サファイアの魅力

ルビーの色と言えば赤、それではサファイアと言えば?
「青」を思い浮かべる方が多いかと思いますが、実はサファイアという石は青一色だけではないのです。
今回はサファイアに焦点を当て、その不思議な世界をご紹介させて頂きます。
ルビーについても少し紹介させて頂いているので、興味がある方は是非目を通されてみてください。

1.ルビーとサファイアの語源

ルビーとは、ラテン語で赤色を意味するruber(ルーベル)、サファイアとは青色を意味するsapphirus(サフィルス)が語源とされています。
過去の時代には、赤色と青色の全ての宝石を一括りにそう呼んでいました。
そして時代が進み、今はコランダムという鉱物から採れる宝石をルビー、サファイアと呼ぶようになりました。

ルビーとサファイアの違い

それでは、ルビーとサファイアの違いについてお話しさせて頂きます。
先程も述べたように、ルビーとサファイアはどちらも、「コランダム」と呼ばれる鉱物から採掘されます。
コランダムは、モース硬度(様々な鉱物の硬さを10段階で表すもの)の中で一番硬いダイヤモンドの次に硬い鉱物であるとされています。
さらに、古来より宝石の中心となる色は、赤・青・緑であり、コランダムはその中の赤と青の中でも最も代表的な宝石を含んでいる鉱物界のエリートのような存在なのです。

では、色が発生する仕組みですが、コランダムに「クロム」と呼ばれる鉱物が混ざると、赤色に変化し、「ルビー」と呼ばれます。
サファイアはそれ以外の鉱物がコランダムに混ざったもののことを言います。
その為、色は様々で、ブルーを始め、ピンク、イエロー、パープル、ホワイト、そしてグリーンなどがあります。
ちなみに、コランダムに「チタン」が混ざると、青色になるとされています。

一般的に、単にサファイアと呼んだ場合は、ブルー・サファイアの事を差していると思っていただいて結構です。
それ以外の色のサファイアは俗称として、「ファンシー・サファイア」とも呼ばれます。

 

2.ブルー・サファイアの原産地

サファイアの中で一番ポピュラーなブルー・サファイアですが、主な産地として、「インドのカシミール」、「スリランカ」、「マダガスカル」、「タイ」があります。
その原産地によっても色味や価値も変わってきますので、ご説明させて頂きます。

インドのカシミール

コーンフラワー(矢車菊)と呼ばれ、最も美しい色の産地とされています。
“幻のサファイア”と例えられており、市場に流通することはほとんど無い為、希少価値が高く、高額となります。

スリランカ

スリランカでは、鮮やかな青色~紫味のある青色のブルー・サファイアが採れ、その他フンシー・サファイアも数多く産出しています。
一般に流通しているサファイアの中で最も美しいとされています。

マダガスカル

2001頃から市場に流通するようになりました。
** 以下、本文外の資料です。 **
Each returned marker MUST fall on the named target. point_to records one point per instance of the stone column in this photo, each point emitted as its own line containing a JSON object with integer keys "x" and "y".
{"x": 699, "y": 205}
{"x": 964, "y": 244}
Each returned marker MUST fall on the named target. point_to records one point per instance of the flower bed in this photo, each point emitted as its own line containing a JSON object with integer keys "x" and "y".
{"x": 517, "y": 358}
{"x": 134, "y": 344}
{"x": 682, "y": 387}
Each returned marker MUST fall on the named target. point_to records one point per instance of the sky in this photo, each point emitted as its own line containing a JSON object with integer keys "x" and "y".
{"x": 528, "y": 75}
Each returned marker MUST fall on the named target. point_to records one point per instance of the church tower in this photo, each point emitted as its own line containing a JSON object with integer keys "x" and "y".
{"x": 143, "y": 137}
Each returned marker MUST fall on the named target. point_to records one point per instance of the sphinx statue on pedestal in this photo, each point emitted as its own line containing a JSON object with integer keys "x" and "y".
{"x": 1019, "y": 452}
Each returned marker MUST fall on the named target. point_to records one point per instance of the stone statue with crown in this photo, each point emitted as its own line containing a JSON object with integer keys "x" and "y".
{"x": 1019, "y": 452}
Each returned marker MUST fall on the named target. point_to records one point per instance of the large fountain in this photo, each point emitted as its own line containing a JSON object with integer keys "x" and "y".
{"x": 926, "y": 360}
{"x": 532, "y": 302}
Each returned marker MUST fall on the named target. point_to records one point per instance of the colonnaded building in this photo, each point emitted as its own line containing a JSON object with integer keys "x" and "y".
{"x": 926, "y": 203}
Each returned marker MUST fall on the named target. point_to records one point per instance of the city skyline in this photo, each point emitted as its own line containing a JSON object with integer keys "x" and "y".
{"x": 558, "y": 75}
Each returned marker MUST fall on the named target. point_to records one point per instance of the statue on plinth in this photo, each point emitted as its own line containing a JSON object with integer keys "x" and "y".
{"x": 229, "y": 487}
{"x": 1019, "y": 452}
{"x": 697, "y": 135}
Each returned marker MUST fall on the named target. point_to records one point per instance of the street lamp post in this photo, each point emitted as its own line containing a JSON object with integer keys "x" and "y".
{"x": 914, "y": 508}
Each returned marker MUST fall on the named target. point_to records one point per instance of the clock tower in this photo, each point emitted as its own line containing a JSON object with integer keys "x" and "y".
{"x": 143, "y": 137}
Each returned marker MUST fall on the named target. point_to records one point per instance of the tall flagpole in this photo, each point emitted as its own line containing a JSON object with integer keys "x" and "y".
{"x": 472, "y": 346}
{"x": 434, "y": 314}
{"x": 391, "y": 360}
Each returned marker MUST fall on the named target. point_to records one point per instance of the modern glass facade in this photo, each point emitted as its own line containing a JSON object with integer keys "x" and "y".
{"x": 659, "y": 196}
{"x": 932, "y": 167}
歴史はまだ浅いです。
見た目や特徴がスリランカ産のものに似ていて、ファンシー・サファイアも数多く産出しています。

タイ

タイではやや暗い色のブルー・サファイアが産出されます
スリランカ産のものに比べ、価値は劣ります。

3.スター効果について

さて、サファイアにはスター効果があるものもあるのをご存じでしょうか。
スター効果とは、宝石をカボションカット(半球体のような形)にした際に現れる、六条の星のような光の筋のことを言います。
そのようなスター効果が現れるサファイアを、「スターサファイア」といいます。また、ルビーにもスター効果が現れるものがあり、同じように「スタールビー」と呼ばれます。
スタールビーの方は希少性が高くなります。

4.サファイアとルビーに施されている人的処理について

4章では、サファイアやルビーに宝石として美しく魅せるために、自然の力ではなく、人間が施している処理についてお話しさせて頂きます。

加熱処理

普段市場に出回っているサファイアやルビーですが、その95パーセントが加熱処理されていると言われています。
加熱することにより、暗味のある色や、色が濃すぎるものを、明るい色調に変える事が出来ます。

充填処理

表面にあるキャビティー(穴や窪みのこと)を主にガラス等で目立たなくさせる処理を言います。
充填処理はルビーに施される事が多いです。

含浸

こちらも主にルビーに施される処理で、石内部にあるクラック(=割れ)をガラス等で目立たなくさせる処理のことを言います。

5.パパラチアサファイアとは

最後に、パパラチアサファイアと呼ばれるサファイアについてお話しさせて頂きます。
パパラチアサファイアとは、色味はピンクとオレンジ色の中間色で、ミディアム~明るい色をしています。
お値段は高価になりますが、鮮やかさと華やかさを演出出来るので、女性の間では人気のある色となっております。

まとめ

ルビーと言えば赤ですが、その中にも、濃い色~鮮やかな色など、同じ赤でも種類はたくさんあります。
サファイアに関しては、青と言っても、もちろん濃い色~鮮やかな色など青色一つでも様々な種類があり、さらにピンク、イエロー、パープル、ホワイト、そしてグリーンなどがあります。
ルビー・サファイアは違う宝石のようで、コランダムという鉱物から生み出されている、等、宝石そのものだけでなく、原石となる鉱物から学んでみると、更に宝石の奥の深さに魅了されてしまいますね。